The region is traditionally a fishing area, where artisanal fishermen thrived until recent years, when the wild fisheries for several species of snapper, grouper, mullet and other commercial species declined. Displaced fishermen are now in need of jobs.
The practice of oyster culture is already an ongoing tradition in the region. A couple of small marine fish hatcheries and cage farms are now thriving in the area. Given the favorable environmental conditions, sustainable aquaculture development clearly presents an enormous potential to bring further social and economic benefits to the region.
With its various important fishing and resort areas, the region needs to be mapped out to identify suitable areas for aquaculture development. An ongoing combined effort by the private sector and local and state governments to map the coastal area in detail should avoid conflicts with other industries, including tourism, fishing, diving, boating and residential development.
Low-energy bays and estuaries are obviously not recommended for fish farming. However, distant isolated areas of the coast have great features for both shellfish and marine fish farming. Their water depths, temperatures and currents are very favorable for the development of commercial aquaculture.
According to a preliminary evaluation conducted by the author and colleagues in the region, several sites could be identified for the development of a sustainable industry.
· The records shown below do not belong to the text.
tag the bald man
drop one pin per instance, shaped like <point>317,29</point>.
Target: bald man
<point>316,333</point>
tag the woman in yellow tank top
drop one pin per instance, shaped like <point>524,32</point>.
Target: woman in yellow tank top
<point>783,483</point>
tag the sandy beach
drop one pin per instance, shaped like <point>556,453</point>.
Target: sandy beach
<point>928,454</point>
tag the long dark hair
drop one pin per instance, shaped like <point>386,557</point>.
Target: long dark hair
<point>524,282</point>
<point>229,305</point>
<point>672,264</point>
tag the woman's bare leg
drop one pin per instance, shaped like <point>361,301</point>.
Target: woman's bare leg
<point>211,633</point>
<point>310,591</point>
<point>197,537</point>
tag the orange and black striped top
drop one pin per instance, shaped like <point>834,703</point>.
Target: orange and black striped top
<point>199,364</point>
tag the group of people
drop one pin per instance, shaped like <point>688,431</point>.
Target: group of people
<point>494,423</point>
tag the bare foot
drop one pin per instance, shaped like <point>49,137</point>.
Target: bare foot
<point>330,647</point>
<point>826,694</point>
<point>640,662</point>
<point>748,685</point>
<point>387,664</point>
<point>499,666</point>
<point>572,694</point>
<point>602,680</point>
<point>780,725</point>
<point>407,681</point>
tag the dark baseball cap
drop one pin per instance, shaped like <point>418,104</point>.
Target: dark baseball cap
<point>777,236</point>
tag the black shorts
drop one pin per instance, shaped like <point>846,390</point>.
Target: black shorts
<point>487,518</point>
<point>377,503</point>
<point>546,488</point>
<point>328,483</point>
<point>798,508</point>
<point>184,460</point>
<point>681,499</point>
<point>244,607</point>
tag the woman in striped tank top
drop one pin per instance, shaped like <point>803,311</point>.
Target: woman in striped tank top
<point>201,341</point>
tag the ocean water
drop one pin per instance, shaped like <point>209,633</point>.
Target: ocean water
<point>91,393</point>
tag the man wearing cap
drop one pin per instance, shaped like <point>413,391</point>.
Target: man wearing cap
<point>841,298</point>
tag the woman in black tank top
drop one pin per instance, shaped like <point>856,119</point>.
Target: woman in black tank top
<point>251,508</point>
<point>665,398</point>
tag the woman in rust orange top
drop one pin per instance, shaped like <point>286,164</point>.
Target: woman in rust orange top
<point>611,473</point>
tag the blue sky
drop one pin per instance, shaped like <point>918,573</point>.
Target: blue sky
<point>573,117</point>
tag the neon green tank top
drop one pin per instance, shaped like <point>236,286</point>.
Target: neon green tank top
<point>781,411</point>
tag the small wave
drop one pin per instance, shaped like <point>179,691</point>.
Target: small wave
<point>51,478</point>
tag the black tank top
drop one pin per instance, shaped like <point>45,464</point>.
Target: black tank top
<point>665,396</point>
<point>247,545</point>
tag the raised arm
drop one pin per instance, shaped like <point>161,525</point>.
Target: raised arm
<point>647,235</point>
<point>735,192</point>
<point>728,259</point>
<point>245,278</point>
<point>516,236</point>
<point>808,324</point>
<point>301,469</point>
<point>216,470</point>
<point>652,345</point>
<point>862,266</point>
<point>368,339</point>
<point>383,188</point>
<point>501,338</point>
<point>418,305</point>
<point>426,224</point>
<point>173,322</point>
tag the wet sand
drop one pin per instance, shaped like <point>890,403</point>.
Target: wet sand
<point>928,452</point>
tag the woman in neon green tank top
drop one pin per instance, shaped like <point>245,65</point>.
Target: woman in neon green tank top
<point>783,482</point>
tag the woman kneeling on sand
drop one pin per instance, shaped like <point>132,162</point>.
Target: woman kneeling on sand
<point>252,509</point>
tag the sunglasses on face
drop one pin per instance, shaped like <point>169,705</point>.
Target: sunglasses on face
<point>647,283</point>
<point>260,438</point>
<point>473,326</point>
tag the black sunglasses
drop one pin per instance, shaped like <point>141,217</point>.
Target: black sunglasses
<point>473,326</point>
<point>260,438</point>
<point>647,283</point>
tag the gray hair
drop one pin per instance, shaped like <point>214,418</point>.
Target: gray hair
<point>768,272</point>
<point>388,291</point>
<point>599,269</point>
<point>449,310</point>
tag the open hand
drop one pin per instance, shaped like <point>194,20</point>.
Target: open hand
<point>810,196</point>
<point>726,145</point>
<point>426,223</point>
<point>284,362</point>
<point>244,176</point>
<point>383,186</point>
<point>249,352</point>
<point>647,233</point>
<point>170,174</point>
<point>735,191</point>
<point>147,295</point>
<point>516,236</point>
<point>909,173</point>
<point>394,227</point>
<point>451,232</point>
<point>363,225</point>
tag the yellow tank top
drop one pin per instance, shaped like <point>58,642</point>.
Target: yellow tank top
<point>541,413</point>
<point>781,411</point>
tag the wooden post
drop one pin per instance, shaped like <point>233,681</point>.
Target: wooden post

It would be relatively easy to develop and implement a coastal management plan while mapping all existing activities in order to avoid conflicts with other sectors of the society.
Improved feeds, official support needed
It is well known that the most ecologically sensitive inputs for commercial aquaculture are fishmeal and fish oil – the basic raw materials used to formulate and manufacture feeds for farmed fish. Feeds are also known for being the most expensive input for carnivorous fish aquaculture, accounting for 60 to 70 percent of total operating costs.
To that end, the region of Angra dos Reis is one of the most important fishing grounds of sardines (Sardinella brasiliensis) in the country, producing 25,000 to 35,000 metric tons (MT)/year – primarily for canning. It has been found that about 500 MT/year of those sardines are considered “waste” and discarded back into the sea, incurring significant economic losses for energy and labor costs and likely generating considerable organic pollution. These wasted resources have been identified as a valuable source of raw materials in both ecological and economic terms.
Good-quality dry extruded feeds are available, but they tend to be very expensive and not formulated to meet the specific nutritional requirements of the species cultured. Therefore, efforts are being conducted by nutritionists and producers to start using the discarded sardines as a key ingredient in manufacturing high-quality semi-moist and dry feeds specifically formulated for the nutritional requirements of cultured species at different life stages.
Government support would be crucial for the sustainable development of this industry in the region. Indeed, some important infrastructure, such as a fish-processing plant, is still missing. A processing plant would have the additional benefit of processing wild-caught fish and could generate dozens of new jobs in the region. Such investments are important, and without them the industry could not be developed.
Aquaculture is internationally recognized as the future of seafood production. Brazil has a coastline extending over 8,000 km with suitable areas of immense potential for aquaculture development. The region of Angra dos Reis and vicinities could become a hub for the development of sustainable aquaculture of tropical marine species of high commercial value. This decision would surely generate a large number of jobs and provide enormous social and economic benefits to the region.